Perasaan inferiorita yang melahirkan perjuangan superiorita, dan bersama-sama
keduanya menjadi dorongan maju yang sangat besar yang mendorong orang terus
menerus bergerak dari minus ke plus, dari bawah ke atas. Dorongan ini menurut
Adler dibawa sejak lahir dan menjadi tenaga semua dorongan lainnya.
Perasaan inferiorita ada pada semua orang, karena manusia mulai hidup
sebagai makhluk yang kecil dan lemah. Sepanjang hidup, perasaan ini terus
muncul ketika orang menghadapi tugas baru dan belum dikenal yang harus
diselesaikan. Perasaan ini justru menjadi sebab semua perbaikan dalam tingkah
laku manusia. Kondisi-kondisi khusus seperti cacat, pemanjaan dan pengabaian
mungkin dapat membuat orang mengembangkan kompleks inferiorita (inferiority
complex) atau kompleks superiorita (superiority complex). Dua kompleks ini
berhubungan erat. Kompleks superior selalu menyembunyikan atau kompensasi
dari perasaan inferior, sebaliknya kompleks inferior sering menyembunyikan
perasaan superiorita. Banyak orang yang berjuang menjadi superiorita dengan tidak
memperhatikan orang lain. Tujuannya bersifat pribadi dan perjuangannya dimotivasi
oleh perasaan diri inferior yang berlebihan.
Namun pada umumnya perjuangan menjadi superior sukar dibedakan, mana
yang motivasinya untuk keuntungan pribadi dan mana yang motivasinya minat
sosial. Secara khusus, perjuangan menjadi superior yang dilatar belakangi motivasi
sosial disebut perjuangan menjadi sukses. Orang yang secara psikologis sehat,
mampu meninggalkan perjuangan menguntungkan diri menjadi perjuangan yang
dimotivasi oleh minat sosial, perjuangan untuk menyukseskan nilai – nilai
kemanusiaan.

D. Minat Sosial

Minat sosial adalah terjemahan Adler yang berasal dari istilah Jerman, yaitu
Gemeinschaftsgefuhl, yang maknanya adalah perasan menjadi satu dengan umat
manusia, menyatakan secara tidak langsung keanggotaan dalam komunitas sosial
umat manusia. Minat sosial terjelma dalam bentuk-bentuk seperti kerjasama,
hubungan antar pribadi dan hubungan sosial, identifikasi dengan kelompok, empati
dan sebagainya.
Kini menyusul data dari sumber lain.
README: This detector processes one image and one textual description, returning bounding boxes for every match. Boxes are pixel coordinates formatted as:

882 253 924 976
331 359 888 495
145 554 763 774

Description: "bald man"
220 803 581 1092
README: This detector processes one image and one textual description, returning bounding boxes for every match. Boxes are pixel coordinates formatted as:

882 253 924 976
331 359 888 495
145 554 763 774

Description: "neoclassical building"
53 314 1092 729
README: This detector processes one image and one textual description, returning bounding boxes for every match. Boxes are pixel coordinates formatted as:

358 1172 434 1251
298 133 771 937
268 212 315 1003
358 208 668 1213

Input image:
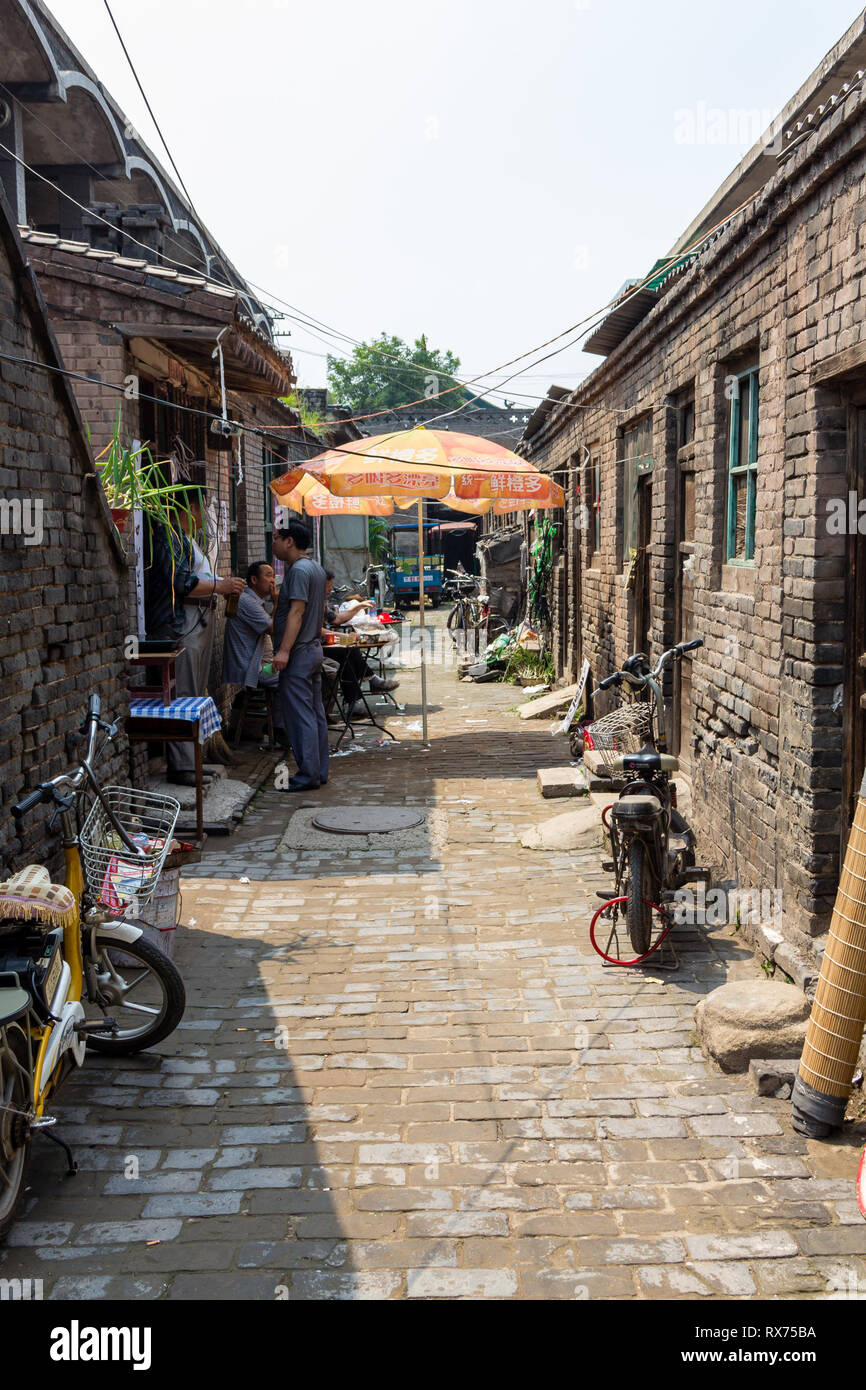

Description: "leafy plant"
328 332 471 411
95 410 206 586
506 646 556 685
279 391 327 434
367 517 388 564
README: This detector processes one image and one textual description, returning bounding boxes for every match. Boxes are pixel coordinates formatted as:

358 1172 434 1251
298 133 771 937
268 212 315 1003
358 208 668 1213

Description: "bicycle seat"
620 748 680 773
610 795 662 820
0 984 31 1024
0 865 75 927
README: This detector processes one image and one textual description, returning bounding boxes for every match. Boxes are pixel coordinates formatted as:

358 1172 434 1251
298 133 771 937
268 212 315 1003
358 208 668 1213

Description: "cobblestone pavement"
0 625 866 1300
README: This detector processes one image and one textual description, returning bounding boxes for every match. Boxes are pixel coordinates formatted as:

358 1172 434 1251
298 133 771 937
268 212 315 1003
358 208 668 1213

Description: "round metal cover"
313 806 424 835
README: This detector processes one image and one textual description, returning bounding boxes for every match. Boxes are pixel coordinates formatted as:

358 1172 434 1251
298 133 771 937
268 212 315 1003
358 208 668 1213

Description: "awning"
114 318 295 396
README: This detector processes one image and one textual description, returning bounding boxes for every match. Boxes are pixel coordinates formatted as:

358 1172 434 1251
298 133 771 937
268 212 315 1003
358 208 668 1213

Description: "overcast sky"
49 0 859 406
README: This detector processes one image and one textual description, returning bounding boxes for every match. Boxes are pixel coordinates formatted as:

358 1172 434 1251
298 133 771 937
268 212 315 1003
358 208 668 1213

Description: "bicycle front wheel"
82 931 186 1056
0 1023 32 1241
626 840 653 956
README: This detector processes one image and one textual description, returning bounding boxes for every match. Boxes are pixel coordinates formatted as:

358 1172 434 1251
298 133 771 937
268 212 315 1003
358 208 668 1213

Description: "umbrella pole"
418 498 427 742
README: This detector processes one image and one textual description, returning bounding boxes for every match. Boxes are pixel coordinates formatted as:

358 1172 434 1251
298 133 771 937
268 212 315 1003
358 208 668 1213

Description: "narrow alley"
0 625 866 1300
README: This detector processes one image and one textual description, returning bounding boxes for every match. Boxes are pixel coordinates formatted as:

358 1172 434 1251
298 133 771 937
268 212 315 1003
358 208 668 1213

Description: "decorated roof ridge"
18 227 234 300
777 68 866 164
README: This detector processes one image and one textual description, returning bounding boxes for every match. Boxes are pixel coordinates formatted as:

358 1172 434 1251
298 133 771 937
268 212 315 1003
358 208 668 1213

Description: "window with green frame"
726 367 758 564
623 416 652 569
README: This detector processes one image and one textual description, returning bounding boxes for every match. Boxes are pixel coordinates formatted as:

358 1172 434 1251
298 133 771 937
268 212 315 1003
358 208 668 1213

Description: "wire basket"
79 787 181 910
587 701 653 776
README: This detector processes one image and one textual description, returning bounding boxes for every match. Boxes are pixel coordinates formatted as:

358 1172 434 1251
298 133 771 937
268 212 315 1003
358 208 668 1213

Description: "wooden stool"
232 685 275 748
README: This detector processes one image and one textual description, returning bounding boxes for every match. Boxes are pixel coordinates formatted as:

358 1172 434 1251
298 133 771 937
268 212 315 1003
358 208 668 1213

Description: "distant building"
0 0 320 698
Minat sosial membuat orang mampu berjuang mengejar
superiorita dengan cara yang baik, yaitu berjuang bukan untuk superioritas pribadi
tetapi untuk kesempurnaan semua orang dalam masyarakat luas.
Individu diarahkan untuk memelihara dan memperkuat perasaan minat
sosialnya ini dan meningkatkan kepedulian pada orang lain. Melalui empati, individu
dapat belajar apa yang dirasakan orang lain sebagai kelemahannya dan mencoba
memberi bantuan kepadanya. Individu juga belajar untuk melatih munculnya
perasaan superior sehingga jika saatnya tiba, ia dapat mengendalikannya.
Dikarenakan manusia tidak sepenuhnya dapat mencapai superioritas, individu tetap
memiliki perasaan ketidakmampuan. Namun individupun yakin bahwa masyarakat
yang kuat dan sempurna akan dapat membantunya mencapai pemenuhan
perasaan superior.

Adler yakin bahwa minat sosial bersifat bawaan; bahwa manusia adalah
makhluk sosial menurut kodratnya, bukan karena kebiasaan belaka. Akan tetapi
sama seperti setiap bakat kodrati lainnya, kecenderungan yang dibawa sejak lahir
ini tidak bisa muncul secara spontan, tetapi harus ditumbuhkan lewat bimbingan
dan latihan. Itulah yang menjadi tugas ibu untuk mendorong kemasakan minat
sosial anaknya melalui ikatan hubungan anak yang kooperatif. Oleh karenanya,
setiap anak pasti akan memiliki minat sosial dalam kadar tertentu. Minat sosial ini
bersumber dari hubungan ibu dan anak serta lingkungan sosial selama bulan-bulan
pertama masa kanak-kanak. Setelah umur 5 tahun, efek dari keturunan akan
digantikan oleh kekuatan lingkungan sosial, dan membentuk hampir setiap aspek
kepribadian anak.

Minat sosial adalah tongkat pengukur Adler untuk mengukur kesehatan


psikologis seseorang dan sebagai ‘the sole criterion of human values’. Minat sosial
juga merupakan satu - satunya sarana penilaian keberhargaan, standar untuk
menentukan kemanfaatan hidup seseorang yang disebut oleh Adler sebagai
barometer normalitas.
E. Gaya Hidup

Gaya hidup adalah cara yang unik dari setiap orang dalam berjuang
mencapai tujuan khusus yang telah ditentukan orang itu dalam kehidupan tertentu
dimana dia berada dan juga mencakup tujuan seseorang, konsep diri, perasaan
terhadap orang lain, dan sikap terhadap dunia. Gaya hidup itu tidak hanya
ditentukan oleh kemampuan intrinsik (hereditas) dan lingkungan obyektif, tetapi
dibentuk oleh anak melalui pengamatannya dan interpretasinya terhadap keduanya.
Terutama, hidup ditentukan oleh inferioritas - inferioritas khusus yang dimiliki
seseorang (bisa khayalan bisa nyata), yakni kompensasi dari inferioritas itu. Apabila
anak memiliki kelemahan fisik, maka gaya hidupnya akan berwujud melakukan hal-
hal yang akan menghasilkan fisik yang kuat. Anak yang kurang pintar akan
berjuang mencapai superioritas intelektual.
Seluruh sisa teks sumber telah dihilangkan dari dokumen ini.